Le Livros dos Camaleoes (1) rassemble de courts récits publiés antérieurement dans différentes revues. Ils mettent en scène des personnages divers (un dictateur, un marin, un anthropologue, un romancier dépassé par ses personnages, une jeune fille amoureuse d’un jeune prêtre, un Portugais devant des Boers travaillant à la construction du chemin de fer reliant Benguela à la Rhodésie, un homme fantasmant l’image de sa propre mère, un autre embarrassé par son passé, une actrice qui se débat avec les rôles qu’elle a incarnés, etc). Dans une récente interview, l’auteur, Agualusa, affirmait : « Pour moi, l’écriture est de l’ordre de la réflexion et c’est aussi le lieu du débat » (2). C’est dire que le sous-bassement philosophique et les questions touchant l’esthétique et l’écriture de la fiction sont les vraies motivations de ces contes. Agualusa n’écrit pas pour un public avide d’histoires divertissantes mais pour susciter doutes et interrogations chez ses lecteurs.

Peu ou prou, tous les contes proposés ici ont un point commun : les personnages sont des caméléons, leur être est constitué d’un va-et-vient incessant entre plusieurs identités. Nous sélectionnerons trois histoires qui nous semblent éclairer cette thèse.

A sombra da mangueira (A l’ombre du manguier)
L’actrice qui intervient dans A sombra da mangueira (A l’ombre du manguier) déclare : « Je suis actrice.
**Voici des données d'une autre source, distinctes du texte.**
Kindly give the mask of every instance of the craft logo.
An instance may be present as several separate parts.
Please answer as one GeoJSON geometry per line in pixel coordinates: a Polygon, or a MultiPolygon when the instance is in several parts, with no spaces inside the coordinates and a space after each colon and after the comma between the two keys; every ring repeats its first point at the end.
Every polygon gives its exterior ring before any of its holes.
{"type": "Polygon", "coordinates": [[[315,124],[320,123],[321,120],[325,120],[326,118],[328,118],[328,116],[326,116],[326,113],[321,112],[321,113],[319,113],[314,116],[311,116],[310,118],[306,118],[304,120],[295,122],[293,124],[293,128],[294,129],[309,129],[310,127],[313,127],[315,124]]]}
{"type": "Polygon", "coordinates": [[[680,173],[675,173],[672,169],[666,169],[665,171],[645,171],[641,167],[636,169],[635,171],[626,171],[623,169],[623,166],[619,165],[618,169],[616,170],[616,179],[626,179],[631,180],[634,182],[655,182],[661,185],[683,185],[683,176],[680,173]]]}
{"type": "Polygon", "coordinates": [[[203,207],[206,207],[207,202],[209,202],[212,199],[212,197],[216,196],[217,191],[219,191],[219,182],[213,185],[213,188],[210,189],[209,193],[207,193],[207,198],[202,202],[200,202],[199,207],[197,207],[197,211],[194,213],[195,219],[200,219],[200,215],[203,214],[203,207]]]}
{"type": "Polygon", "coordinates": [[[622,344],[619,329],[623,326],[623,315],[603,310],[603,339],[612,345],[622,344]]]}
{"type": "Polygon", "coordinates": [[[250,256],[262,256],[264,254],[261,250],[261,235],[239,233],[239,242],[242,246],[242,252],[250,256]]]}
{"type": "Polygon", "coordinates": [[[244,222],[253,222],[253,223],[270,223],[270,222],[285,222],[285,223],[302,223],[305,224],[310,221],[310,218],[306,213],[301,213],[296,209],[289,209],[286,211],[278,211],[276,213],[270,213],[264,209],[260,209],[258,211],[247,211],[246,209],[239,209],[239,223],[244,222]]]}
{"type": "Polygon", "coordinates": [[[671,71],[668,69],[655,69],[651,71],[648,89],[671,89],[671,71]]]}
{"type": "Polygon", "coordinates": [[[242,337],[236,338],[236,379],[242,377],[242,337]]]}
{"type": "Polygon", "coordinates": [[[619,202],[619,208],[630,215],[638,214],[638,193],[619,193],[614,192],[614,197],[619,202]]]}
Je raconte ce que font les autres ». Et elle explique à son interlocuteur qu’elle a voulu donner vie à d’autres individus parce qu’elle craignait que « les gens n’apprécient pas la personne qu’ « elle » était réellement » (p 15). Mais elle réalise d’une part qu’endosser diverses personnalités ne présente pas de difficulté majeure – « il est plus facile d’être plusieurs personnes qu’une seule » (ibid). D’autre part, ces performances ont été concluantes puisque les spectateurs « ont cru qu'(elle) était chacun de ces personnages ». L’expérience de la comédie pose un problème identitaire chez l’actrice, laquelle cherche à percer le mystère de son propre moi en conversant avec son public (p 16). Dans quel rôle est-elle le plus elle-même ? A-t-elle vraiment vécu tous les épisodes où elle intervient sur la scène ou à l’écran ? En fin de compte, cette multiplication apparemment sans limite des possibilités de vie s’apparente à autant de moments rêvés. Et quand son interlocuteur les assimile à autant de morts dans la durée, l’actrice s’affole, sa respiration devient haletante. Elle paraît être sur le point de passer de vie à trépas mais «  il était impossible de dire si elle faisait semblant » (ibid).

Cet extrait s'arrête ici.